Supplementing the above, a Hamilton Project report has found that nearly half of families in the U.S. fall into the "lower-middle class" category, defined as those with income between 100 and 250 percent of the federal poverty level (that is, between roughly $15,000 and $60,000, depending on family size and composition). Almost half of those families are headed by individuals who have attended college, with 14% of them holding a bachelor's degree or higher.


In other words, a college degree is not a ticket to the middle class (or above).

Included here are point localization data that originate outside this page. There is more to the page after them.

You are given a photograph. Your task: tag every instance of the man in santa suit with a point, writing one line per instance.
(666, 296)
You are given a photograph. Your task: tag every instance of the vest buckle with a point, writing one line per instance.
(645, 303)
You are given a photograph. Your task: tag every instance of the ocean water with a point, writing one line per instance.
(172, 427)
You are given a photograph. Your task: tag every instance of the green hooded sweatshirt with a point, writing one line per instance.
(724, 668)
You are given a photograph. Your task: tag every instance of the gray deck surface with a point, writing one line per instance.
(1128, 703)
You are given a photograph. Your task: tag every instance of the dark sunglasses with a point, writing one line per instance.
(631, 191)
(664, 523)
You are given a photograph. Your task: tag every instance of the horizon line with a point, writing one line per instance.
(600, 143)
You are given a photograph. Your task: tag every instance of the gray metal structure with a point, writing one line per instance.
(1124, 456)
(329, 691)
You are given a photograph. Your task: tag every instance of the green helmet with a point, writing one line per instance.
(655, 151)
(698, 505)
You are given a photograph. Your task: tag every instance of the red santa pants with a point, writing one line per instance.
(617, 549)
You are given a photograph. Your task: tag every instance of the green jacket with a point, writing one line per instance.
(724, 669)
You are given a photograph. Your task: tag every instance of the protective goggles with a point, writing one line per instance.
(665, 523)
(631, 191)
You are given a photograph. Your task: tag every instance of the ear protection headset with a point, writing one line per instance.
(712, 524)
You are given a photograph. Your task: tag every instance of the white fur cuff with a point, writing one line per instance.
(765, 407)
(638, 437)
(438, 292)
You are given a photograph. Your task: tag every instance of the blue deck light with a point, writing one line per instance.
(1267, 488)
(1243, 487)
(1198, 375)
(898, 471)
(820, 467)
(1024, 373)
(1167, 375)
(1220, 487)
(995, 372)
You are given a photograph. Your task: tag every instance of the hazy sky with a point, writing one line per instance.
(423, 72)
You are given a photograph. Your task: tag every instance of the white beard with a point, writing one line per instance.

Just what parents want to hear as their kids get ready for a new semester...

5 comments:

Old NFO said...

If he's in a STEM curriculum and does well, he'll HAVE a job waiting...

Mel said...

Community college, joining the military, or moving out and getting a job.

Tough love works. We had to use twice and have had great results.

CenTexTim said...

NFO - Yep. There is a BIG difference in majors.

Mel - Agreed. It worked on me when I was his age.

Anonymous said...

"If he's in a STEM curriculum and does well, he'll HAVE a job waiting..."

....until he turns 35 when his job will be outsourced. Then he'll have trouble getting a new job because he's "overqualified" and he'll end up working at Home Depot. Not as far-fetched as it sounds.

CenTexTim said...

Anon - good point. The textile and manufacturing industries went through that decades ago. Now it looks like it's happening to many in the STEM areas. It's something to be concerned about.